この光の吸収率の違いを利用して酸素飽和度を計算しています。痛みもなく採血も不要で、手軽に測定できるのが大きな特徴です。
正しい使い方と測定のポイント
正確な数値を測るためには正しく使うことが大切です。まず、測定前には数分間安静にし、呼吸を整えます。
機器の電源を入れ、プローブ(指を挟む部分)に指の腹が下になるように、奥までしっかりと差し込みます。
数値が表示されるまで、体を動かさずにじっと待ちましょう。
測定時の基本動作
- 測定前に安静にする
- 指を奥までしっかり入れる
- 数値が安定するまで動かない
測定に適した指とタイミング
一般的に、利き手ではない方の人差し指や中指が測定に適していると言われています。指先に傷があったり、極端に冷えていたりすると正確に測定できない場合があります。
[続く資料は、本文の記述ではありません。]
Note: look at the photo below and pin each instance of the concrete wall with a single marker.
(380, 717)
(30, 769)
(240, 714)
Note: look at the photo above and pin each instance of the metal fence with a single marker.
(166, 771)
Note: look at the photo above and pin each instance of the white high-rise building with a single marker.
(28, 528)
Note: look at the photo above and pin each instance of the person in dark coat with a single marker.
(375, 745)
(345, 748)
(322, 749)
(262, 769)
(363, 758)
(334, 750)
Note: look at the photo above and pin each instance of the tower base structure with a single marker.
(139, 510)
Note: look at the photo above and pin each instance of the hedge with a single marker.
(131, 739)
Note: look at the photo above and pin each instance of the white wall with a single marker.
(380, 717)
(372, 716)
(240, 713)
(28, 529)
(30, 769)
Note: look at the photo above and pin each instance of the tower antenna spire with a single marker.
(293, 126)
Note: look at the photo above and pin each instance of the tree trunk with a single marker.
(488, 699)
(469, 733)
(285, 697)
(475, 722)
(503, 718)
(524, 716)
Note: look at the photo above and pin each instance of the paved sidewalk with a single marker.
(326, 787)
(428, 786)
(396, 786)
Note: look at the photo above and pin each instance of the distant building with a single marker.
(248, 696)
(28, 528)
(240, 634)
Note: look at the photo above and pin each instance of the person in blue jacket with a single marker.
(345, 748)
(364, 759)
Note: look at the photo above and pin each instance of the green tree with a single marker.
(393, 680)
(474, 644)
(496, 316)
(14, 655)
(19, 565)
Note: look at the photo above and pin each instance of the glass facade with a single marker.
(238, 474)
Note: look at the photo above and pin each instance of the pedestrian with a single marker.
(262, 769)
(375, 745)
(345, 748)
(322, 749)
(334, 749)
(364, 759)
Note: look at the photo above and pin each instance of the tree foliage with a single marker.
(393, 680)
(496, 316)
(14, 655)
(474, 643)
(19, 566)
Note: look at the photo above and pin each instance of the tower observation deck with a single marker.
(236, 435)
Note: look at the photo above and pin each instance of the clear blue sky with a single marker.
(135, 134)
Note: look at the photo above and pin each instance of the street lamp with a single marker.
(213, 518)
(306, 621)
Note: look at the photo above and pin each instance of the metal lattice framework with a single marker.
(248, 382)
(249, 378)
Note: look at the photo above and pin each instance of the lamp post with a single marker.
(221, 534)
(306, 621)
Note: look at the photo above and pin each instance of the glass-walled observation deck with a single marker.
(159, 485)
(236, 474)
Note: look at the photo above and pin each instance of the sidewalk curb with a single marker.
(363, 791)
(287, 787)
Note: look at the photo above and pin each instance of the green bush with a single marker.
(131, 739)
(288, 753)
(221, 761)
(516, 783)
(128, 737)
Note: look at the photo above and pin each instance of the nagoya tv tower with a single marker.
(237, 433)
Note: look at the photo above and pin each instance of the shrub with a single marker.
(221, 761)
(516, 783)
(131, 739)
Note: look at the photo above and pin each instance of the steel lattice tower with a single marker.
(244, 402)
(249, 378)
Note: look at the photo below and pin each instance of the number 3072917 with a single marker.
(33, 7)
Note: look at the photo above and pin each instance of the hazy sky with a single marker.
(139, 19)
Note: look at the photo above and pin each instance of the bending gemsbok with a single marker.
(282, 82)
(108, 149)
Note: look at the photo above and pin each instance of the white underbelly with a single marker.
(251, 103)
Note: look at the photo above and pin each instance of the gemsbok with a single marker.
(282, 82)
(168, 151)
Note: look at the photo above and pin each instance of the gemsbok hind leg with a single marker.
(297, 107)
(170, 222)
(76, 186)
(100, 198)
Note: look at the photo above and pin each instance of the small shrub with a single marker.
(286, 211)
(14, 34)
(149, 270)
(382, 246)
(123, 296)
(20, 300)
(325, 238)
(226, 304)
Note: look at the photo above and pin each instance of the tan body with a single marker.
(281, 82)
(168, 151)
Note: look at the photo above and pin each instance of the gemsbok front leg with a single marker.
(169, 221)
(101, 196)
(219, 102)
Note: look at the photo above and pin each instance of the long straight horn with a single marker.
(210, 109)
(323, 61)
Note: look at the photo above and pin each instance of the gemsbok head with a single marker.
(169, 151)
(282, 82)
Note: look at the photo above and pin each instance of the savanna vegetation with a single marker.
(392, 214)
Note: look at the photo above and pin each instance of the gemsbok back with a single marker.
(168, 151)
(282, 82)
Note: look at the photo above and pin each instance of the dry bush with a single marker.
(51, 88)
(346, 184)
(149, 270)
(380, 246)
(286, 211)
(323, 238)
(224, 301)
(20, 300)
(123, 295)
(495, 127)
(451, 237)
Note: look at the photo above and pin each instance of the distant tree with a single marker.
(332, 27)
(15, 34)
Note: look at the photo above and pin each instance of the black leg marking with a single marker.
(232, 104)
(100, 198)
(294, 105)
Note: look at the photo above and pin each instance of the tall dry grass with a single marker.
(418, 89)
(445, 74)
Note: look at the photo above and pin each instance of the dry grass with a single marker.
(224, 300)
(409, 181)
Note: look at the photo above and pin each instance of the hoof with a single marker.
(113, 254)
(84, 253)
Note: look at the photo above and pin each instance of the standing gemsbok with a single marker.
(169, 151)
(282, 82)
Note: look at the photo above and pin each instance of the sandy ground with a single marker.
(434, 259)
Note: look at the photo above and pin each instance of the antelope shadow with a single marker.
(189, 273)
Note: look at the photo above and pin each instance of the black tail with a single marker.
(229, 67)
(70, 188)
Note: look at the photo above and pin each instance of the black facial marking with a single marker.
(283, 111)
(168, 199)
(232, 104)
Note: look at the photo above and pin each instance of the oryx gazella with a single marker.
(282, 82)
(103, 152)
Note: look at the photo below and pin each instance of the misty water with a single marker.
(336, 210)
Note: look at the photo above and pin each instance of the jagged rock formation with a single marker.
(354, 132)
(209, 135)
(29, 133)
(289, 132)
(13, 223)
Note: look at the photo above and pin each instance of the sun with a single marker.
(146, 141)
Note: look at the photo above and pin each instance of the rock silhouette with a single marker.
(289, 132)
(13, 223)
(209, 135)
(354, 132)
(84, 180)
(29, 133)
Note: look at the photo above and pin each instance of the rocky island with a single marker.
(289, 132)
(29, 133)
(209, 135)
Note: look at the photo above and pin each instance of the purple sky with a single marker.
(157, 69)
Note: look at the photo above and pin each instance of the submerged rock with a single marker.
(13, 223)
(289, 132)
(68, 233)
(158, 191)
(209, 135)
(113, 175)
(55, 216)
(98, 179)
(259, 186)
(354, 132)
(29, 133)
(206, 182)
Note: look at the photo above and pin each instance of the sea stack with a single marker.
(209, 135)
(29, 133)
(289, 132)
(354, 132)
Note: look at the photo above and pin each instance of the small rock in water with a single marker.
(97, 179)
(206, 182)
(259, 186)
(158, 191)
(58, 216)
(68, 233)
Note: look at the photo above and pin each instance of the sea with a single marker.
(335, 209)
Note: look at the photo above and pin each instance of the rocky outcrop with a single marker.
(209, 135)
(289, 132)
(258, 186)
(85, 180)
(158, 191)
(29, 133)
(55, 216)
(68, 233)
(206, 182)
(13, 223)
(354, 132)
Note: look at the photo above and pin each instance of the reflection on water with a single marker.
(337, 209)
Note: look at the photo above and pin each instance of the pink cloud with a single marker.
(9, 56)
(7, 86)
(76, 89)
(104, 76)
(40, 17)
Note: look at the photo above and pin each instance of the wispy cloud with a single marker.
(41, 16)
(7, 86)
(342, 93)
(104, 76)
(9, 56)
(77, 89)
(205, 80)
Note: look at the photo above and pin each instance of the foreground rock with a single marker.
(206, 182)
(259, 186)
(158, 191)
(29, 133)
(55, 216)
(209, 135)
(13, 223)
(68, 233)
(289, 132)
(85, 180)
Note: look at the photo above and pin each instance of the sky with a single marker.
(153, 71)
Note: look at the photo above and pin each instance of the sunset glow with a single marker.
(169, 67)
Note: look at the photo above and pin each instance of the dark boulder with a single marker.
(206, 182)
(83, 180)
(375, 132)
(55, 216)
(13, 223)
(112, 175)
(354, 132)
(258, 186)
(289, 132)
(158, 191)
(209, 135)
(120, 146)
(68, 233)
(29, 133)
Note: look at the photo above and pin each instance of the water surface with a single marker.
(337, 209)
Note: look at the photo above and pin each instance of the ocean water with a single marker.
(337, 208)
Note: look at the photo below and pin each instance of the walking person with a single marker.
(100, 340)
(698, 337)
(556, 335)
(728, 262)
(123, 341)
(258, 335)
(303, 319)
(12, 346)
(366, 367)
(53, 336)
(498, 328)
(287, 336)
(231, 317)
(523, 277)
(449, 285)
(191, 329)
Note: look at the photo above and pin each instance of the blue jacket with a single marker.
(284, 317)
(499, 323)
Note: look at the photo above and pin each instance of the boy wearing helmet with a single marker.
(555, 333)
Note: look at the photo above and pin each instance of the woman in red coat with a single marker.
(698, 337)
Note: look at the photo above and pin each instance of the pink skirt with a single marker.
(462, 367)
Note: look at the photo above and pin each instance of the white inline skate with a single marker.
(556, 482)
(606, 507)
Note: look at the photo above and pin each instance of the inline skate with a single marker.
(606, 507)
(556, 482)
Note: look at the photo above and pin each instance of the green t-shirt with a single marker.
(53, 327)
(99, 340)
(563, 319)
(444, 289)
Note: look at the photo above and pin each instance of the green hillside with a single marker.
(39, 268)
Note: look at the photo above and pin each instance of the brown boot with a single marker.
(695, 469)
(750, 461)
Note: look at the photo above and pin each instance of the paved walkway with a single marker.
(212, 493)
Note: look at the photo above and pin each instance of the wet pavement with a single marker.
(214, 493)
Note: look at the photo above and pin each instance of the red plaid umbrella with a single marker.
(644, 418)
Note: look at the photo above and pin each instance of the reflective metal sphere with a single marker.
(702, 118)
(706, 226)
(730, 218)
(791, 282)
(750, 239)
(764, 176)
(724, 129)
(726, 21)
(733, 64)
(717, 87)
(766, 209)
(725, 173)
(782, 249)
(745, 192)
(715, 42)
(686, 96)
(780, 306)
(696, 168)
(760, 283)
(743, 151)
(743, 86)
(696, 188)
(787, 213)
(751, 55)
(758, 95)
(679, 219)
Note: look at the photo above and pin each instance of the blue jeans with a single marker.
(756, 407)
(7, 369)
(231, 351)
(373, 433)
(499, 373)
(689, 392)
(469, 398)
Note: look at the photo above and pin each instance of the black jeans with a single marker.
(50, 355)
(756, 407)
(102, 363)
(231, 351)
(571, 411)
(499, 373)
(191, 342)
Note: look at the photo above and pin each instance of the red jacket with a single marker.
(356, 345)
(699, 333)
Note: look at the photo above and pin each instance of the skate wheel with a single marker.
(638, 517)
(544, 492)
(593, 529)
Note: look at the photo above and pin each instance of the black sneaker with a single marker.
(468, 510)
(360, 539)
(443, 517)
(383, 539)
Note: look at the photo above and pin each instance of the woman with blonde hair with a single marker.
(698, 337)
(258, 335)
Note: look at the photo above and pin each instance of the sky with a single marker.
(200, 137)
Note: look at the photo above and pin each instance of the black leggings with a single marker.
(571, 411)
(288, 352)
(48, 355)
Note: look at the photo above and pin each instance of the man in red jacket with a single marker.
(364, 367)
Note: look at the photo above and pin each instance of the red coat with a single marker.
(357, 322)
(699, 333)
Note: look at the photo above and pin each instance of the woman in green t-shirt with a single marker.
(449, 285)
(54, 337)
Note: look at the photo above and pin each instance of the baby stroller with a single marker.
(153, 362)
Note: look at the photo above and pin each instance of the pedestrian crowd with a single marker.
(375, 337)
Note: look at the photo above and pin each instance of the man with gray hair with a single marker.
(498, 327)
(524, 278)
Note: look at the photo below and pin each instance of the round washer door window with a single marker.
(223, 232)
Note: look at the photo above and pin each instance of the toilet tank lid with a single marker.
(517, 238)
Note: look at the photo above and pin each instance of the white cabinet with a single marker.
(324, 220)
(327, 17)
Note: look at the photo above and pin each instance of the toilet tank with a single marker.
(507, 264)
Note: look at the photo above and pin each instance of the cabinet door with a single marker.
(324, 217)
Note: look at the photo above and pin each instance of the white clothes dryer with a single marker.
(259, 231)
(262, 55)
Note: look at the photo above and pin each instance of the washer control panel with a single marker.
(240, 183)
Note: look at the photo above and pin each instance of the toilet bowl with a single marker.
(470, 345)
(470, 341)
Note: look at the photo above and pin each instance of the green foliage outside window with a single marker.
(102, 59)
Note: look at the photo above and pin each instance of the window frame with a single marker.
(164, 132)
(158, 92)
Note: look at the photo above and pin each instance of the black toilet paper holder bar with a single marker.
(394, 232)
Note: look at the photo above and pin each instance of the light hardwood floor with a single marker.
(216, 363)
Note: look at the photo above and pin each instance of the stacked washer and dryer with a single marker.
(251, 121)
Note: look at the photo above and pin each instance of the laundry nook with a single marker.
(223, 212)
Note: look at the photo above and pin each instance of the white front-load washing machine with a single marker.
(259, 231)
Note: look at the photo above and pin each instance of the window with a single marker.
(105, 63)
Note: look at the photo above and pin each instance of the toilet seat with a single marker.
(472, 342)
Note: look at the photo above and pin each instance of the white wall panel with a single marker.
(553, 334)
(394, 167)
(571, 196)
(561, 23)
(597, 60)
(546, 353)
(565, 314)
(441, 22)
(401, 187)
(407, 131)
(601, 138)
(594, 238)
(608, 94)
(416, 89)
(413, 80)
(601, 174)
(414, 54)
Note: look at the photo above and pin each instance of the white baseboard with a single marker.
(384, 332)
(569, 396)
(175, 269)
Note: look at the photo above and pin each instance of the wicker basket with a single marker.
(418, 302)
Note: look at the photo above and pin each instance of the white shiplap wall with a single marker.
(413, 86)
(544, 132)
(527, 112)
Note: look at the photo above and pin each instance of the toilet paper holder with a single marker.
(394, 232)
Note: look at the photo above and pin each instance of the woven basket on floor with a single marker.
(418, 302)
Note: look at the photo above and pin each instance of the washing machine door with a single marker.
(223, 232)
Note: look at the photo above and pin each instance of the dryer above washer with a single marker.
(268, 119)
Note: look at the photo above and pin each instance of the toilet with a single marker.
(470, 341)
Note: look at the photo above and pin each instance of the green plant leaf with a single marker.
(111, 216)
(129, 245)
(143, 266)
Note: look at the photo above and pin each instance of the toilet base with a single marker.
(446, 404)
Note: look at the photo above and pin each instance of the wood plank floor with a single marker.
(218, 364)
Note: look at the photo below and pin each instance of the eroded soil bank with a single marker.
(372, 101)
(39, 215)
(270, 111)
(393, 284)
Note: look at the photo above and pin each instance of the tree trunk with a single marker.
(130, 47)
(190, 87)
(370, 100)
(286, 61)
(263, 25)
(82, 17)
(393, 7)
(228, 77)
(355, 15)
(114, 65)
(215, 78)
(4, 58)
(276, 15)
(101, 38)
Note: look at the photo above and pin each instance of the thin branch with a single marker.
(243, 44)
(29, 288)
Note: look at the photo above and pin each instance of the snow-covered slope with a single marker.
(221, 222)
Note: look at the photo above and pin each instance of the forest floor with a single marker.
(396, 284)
測定するタイミングは起床時、活動後、就寝前など毎日決まった時間に行うと日々の変化を比較しやすくなります。
推奨される測定タイミング
タイミング | 測定の目的 |
---|---|
起床時 | 睡眠中の状態を把握するため |
活動後(入浴・散歩など) | 労作時の酸素の状態を知るため |
体調不良時 | 病状の悪化がないか確認するため |
酸素飽和度が低くなる原因と危険なサイン
どのような時に酸素飽和度が低くなるのか、そしてどのような状態が危険なサインなのかを知っておくことは迅速な対応のために非常に重要です。
慢性呼吸器疾患と低酸素
COPD(慢性閉塞性肺疾患)や間質性肺炎などの慢性呼吸器疾患では、肺の組織が壊れたり硬くなったりすることで酸素を取り込む能力が低下します。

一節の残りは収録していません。